Getting Started with PyAirbyte (Beta)

PyAirbyte is a library that provides a set of utilities to use Airbyte connectors in Python. It is meant to be used in situations where setting up an Airbyte server or cloud account is not possible or desirable, for example in a Jupyter notebook or when iterating on early prototypes on a developer's workstation.

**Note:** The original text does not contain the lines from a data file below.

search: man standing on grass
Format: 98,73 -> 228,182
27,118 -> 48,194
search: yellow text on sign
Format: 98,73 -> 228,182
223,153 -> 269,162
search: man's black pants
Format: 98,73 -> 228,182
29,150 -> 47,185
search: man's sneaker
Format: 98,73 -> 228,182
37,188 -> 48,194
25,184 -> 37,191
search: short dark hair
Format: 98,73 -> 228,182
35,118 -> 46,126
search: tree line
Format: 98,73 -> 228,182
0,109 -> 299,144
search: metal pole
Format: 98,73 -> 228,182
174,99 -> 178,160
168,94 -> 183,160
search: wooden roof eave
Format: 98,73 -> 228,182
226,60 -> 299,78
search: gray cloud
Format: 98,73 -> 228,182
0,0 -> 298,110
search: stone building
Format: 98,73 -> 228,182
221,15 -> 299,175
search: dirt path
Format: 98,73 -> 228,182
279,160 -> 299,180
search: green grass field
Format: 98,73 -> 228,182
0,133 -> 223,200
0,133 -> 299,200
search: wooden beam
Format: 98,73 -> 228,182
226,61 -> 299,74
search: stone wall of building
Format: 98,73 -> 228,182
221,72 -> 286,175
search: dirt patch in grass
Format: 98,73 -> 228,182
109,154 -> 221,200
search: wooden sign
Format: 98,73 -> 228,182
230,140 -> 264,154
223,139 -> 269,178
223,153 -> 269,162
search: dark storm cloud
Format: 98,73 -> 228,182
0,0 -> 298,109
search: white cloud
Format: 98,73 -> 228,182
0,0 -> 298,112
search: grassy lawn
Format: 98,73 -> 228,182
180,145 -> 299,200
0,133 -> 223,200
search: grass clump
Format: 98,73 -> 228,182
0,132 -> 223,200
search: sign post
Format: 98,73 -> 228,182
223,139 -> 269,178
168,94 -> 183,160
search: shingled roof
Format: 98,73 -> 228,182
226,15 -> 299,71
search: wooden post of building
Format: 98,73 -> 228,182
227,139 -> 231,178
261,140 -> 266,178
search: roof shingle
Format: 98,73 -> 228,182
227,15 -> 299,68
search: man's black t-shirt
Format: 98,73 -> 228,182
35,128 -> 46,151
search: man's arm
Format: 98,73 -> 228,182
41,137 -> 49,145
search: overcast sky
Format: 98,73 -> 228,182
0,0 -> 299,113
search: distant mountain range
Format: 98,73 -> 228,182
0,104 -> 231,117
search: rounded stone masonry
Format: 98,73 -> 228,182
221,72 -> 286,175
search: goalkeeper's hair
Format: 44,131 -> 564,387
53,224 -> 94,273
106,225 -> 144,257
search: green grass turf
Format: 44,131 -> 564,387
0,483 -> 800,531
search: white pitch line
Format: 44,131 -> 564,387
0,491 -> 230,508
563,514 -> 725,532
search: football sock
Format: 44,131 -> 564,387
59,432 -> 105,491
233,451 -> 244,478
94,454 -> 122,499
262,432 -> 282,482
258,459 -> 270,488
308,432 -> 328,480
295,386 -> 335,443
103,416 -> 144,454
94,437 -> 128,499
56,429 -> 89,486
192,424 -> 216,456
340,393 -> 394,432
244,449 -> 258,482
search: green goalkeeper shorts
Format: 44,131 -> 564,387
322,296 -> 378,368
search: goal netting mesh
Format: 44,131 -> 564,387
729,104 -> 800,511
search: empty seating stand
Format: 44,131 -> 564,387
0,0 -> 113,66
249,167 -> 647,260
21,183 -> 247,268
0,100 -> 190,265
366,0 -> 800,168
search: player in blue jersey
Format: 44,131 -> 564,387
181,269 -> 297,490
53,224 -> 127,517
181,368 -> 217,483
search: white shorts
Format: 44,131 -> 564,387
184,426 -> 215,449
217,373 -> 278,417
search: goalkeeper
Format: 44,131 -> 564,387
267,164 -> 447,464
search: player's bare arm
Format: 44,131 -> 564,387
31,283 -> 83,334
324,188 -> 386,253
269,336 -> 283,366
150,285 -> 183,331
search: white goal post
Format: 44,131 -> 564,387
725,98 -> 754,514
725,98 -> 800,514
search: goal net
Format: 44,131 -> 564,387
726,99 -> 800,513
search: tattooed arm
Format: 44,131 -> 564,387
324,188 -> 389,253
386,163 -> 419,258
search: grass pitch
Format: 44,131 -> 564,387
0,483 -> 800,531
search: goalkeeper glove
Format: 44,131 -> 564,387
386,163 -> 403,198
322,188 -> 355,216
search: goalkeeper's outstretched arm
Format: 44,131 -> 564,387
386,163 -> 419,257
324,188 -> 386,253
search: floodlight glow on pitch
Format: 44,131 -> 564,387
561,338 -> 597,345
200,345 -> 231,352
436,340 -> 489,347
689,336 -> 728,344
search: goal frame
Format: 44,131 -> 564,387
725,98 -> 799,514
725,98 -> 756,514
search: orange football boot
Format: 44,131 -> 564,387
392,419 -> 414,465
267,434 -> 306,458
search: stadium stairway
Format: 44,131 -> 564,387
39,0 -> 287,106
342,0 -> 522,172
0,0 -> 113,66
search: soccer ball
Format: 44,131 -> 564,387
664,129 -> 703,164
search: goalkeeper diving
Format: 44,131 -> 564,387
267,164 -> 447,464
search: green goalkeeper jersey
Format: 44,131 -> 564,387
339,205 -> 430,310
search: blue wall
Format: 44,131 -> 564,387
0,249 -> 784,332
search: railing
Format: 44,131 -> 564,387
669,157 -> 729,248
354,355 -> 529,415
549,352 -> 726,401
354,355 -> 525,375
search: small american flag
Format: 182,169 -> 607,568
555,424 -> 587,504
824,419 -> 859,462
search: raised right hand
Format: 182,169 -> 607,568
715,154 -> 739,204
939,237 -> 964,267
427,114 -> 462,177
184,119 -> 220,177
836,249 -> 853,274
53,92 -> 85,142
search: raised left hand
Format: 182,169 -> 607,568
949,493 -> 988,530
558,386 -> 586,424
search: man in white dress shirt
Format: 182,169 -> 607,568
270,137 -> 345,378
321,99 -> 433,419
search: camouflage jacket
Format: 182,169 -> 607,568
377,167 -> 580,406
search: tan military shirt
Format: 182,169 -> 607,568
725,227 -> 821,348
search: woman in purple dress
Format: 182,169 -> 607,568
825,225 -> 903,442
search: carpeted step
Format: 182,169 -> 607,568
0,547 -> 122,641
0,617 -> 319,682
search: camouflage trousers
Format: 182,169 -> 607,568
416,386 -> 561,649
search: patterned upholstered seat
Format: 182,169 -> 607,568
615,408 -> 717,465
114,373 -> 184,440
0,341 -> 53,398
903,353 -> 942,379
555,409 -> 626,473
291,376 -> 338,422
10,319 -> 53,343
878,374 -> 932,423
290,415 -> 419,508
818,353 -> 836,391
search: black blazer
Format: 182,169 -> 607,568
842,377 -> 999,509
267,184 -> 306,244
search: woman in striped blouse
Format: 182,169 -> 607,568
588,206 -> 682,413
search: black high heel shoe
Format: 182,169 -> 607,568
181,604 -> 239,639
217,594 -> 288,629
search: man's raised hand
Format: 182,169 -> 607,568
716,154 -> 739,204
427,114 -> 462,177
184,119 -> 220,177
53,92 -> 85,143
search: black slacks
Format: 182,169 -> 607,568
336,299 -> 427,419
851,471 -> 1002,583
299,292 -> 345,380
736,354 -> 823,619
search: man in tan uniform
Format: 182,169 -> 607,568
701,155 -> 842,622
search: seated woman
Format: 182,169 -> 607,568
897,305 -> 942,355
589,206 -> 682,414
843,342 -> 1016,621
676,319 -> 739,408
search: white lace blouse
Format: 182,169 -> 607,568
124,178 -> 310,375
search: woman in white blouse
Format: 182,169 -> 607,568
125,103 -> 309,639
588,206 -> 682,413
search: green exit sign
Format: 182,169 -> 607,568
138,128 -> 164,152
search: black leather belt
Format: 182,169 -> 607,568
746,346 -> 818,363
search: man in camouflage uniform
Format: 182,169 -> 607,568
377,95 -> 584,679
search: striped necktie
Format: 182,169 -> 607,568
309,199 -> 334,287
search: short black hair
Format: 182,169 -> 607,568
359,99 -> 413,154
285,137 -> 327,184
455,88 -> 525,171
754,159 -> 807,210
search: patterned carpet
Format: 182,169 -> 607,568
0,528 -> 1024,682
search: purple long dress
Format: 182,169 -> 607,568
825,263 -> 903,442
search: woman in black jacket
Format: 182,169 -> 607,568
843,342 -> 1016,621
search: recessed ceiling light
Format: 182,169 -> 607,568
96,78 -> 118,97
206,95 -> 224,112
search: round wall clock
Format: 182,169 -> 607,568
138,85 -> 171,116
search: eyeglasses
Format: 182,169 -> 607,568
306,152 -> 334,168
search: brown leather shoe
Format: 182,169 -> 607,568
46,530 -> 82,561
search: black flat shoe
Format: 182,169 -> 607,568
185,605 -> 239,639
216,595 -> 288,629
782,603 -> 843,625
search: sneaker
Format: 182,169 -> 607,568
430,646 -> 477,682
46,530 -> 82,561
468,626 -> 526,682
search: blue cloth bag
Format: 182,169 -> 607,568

You can also check out this YouTube video on how to get started with PyAirbyte!

Installation

pip install airbyte

Or during the beta, you may want to install the latest from from source with:

pip install 'git+https://github.com/airbytehq/PyAirbyte.git'

Usage

Data can be extracted from sources and loaded into caches:

Try with Colab
import airbyte as ab

source = ab.get_source(
"source-faker",
config={"count": 5_000},
install_if_missing=True,
)
source.check()
source.select_all_streams()
result = source.read()

for name, records in result.streams.items():
print(f"Stream {name}: {len(list(records))} records")

Quickstarts

API Reference

For details on specific classes and methods, please refer to our PyAirbyte API Reference.

Architecture

Architecture

PyAirbyte is a python library that can be run in any context that supports Python >=3.9. It contains the following main components:

  • Source: A source object is using a Python connector and includes a configuration object. The configuration object is a dictionary that contains the configuration of the connector, like authentication or connection modalities. The source object is used to read data from the connector.
  • Cache: Data can be read directly from the source object. However, it is recommended to use a cache object to store the data. The cache object allows to temporarily store records from the source in a SQL database like a local DuckDB file or a Postgres or Snowflake instance.
  • Result: An object holding the records from a read operation on a source. It allows quick access to the records of each synced stream via the used cache object. Data can be accessed as a list of records, a Pandas DataFrame or via SQLAlchemy queries.

Available connectors

The following connectors are available:

LangChain integration

For those interested in using PyAirbyte to drive your LLM use cases, we provide two ways to integrate with LangChain:

  • LangChain native integration: This approach requires you to utilize the langchain-airbyte integration package. Refer to LangChain Docs or watch this YouTube video to get started.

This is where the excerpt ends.